I would say Gary establishes his credentials quite well in these four elegant paragraphs as a right thinking crusader for saving our biosphere. This is the kind of person we want infiltrating the corporate power establishment. Gary’s bottom line thesis is that we vote with our dollars, and therefore don’t vote for big corporations when they produce non-organic. But it is enough??
I am reminded of another powerhouse activist whom I wrote about in our August 28th, 2009 newsletter (found in our Publishing Blog Archives on the Bioimmersion Home Page)—Howard-Yana Shapiro PhD. He is a master gardener and the co-author of a phenomenal book titled Gardening For The Future Of The Earth.

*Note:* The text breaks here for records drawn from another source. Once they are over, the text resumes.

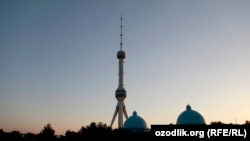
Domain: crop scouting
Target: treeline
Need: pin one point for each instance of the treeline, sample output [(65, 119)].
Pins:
[(90, 132)]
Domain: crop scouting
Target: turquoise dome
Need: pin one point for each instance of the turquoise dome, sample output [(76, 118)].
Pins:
[(135, 122), (190, 116)]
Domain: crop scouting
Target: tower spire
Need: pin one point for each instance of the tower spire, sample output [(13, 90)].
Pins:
[(120, 92), (121, 34)]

He not only created a master piece, showing us how to create a bounty in our own backyards, but he also created the largest organic seed company in the world—Seeds Of Change. However, after a little over a decade, he sold his seed company to the Mars Company. You know, the one that produces M&Ms and Snickers, etc. He is now their global director of plant science and external research.
My conclusion: For business people, money speaks in the loudest of voices. But I think that behind money we need the correct values and attitudes. Can we truly affect big corporation? Not if the only thing that will change them is consumer demand. They need to understand what they are doing to our world—the pain and destruction they are inflicting for gaining more money. Although I would like not to demonize those who have the power—the reality is that power has not been used to affect real change by too many of the large corporations. But to infiltrate all sectors of human life with the message of organic, sustainability and equity for all is smart! Gary Hirshberg and Howard Shapiro are two of our best embedded agents for change and working for the organic cause.

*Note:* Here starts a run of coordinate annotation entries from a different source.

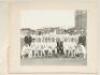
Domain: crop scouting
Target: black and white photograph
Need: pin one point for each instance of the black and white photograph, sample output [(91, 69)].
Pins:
[(53, 37)]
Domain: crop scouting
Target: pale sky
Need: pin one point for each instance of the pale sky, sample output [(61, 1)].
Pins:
[(36, 19)]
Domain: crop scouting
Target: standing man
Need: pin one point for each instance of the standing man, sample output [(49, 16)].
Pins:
[(28, 39), (60, 47)]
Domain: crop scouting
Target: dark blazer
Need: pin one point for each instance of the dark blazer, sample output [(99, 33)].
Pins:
[(28, 40)]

As Gary Hirshberg points out: every time we purchase something—we are voting with our dollars. Wal-Mart didn’t decide to go organic because they had a sudden transformation of corporate culture, at least not yet, but realized that this was what an increasing number of their customers wanted. It was a good business decision. But again, it is about making money, not doing the right thing. Yet a move like that by the world’s largest retailer can make major changes in our farming system. It comes back to the fact that the most important leverage point that we have to achieve our organic goals is to educate the masses. If everyone stops buying industrial pork or chicken, and insists on using purchasing power to buy organic—the changes we desire can become a reality. Let’s educate!
The Therapeutic Foods Platform
For the past four years, since we developed the Therapeutic Foods Line, I have been consistent with my consumption of our different products. One thing that I have noticed is that I have been free of the yearly colds and flues that hit most people once or twice a year.

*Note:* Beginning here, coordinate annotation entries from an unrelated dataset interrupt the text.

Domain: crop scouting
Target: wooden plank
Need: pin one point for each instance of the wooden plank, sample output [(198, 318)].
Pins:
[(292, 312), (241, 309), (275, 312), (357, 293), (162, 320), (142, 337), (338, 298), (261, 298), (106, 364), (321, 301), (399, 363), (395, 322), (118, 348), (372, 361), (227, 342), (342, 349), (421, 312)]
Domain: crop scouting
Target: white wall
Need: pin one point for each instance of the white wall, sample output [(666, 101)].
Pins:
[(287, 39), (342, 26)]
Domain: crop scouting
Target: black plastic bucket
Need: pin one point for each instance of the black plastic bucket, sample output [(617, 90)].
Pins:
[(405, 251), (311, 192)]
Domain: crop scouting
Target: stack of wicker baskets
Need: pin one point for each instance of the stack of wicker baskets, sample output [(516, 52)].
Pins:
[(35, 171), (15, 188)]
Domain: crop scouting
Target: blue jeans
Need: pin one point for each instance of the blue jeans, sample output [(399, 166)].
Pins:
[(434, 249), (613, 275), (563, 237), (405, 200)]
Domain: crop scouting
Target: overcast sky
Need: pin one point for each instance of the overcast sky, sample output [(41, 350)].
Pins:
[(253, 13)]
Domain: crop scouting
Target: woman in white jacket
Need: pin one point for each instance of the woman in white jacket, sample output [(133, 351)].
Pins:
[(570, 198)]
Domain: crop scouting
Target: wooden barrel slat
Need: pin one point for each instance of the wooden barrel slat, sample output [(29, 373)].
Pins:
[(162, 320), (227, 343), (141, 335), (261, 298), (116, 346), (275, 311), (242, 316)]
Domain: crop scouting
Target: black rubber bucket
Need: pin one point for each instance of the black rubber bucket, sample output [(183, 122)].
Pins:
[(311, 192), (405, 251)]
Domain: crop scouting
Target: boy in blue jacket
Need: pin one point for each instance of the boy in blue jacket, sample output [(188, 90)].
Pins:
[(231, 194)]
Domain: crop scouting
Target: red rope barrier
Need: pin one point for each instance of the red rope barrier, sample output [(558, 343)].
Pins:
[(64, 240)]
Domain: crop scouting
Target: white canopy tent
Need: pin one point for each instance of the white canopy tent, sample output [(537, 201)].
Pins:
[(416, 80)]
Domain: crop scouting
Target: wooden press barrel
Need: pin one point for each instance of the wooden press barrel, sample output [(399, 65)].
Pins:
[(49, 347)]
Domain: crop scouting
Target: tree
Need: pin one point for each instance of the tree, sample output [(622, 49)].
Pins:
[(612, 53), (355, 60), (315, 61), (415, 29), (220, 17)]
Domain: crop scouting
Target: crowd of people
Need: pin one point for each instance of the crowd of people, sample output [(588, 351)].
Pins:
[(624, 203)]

Here is my typical routine: Upon getting up each morning before my run I take.
I don’t just take one of the Therapeutic Foods daily, just as one wouldn’t eat just one food every day. In fact I move around amongst our synbiotic formulas—taking the Beta Glucan for a week or two, then switching to the Original Synbiotic or the No. 7. The more you consume the greater will be your body’s response and benefits derived.
The Last Quiz Answer: This gorgeous creature is an impala. This particular impala is in a bit of an urgent situation, as it is part of a herd of impalas that are surrounded by a pack of Wild Hunting Dogs—Africa’s most efficient hunters. Their favorite food, the hunting dogs that is, is impala. At this moment she is surveying her escape route, which direction to run. Impala can reach speeds of approximately 50 to 56 mph to escape their predators. She got away!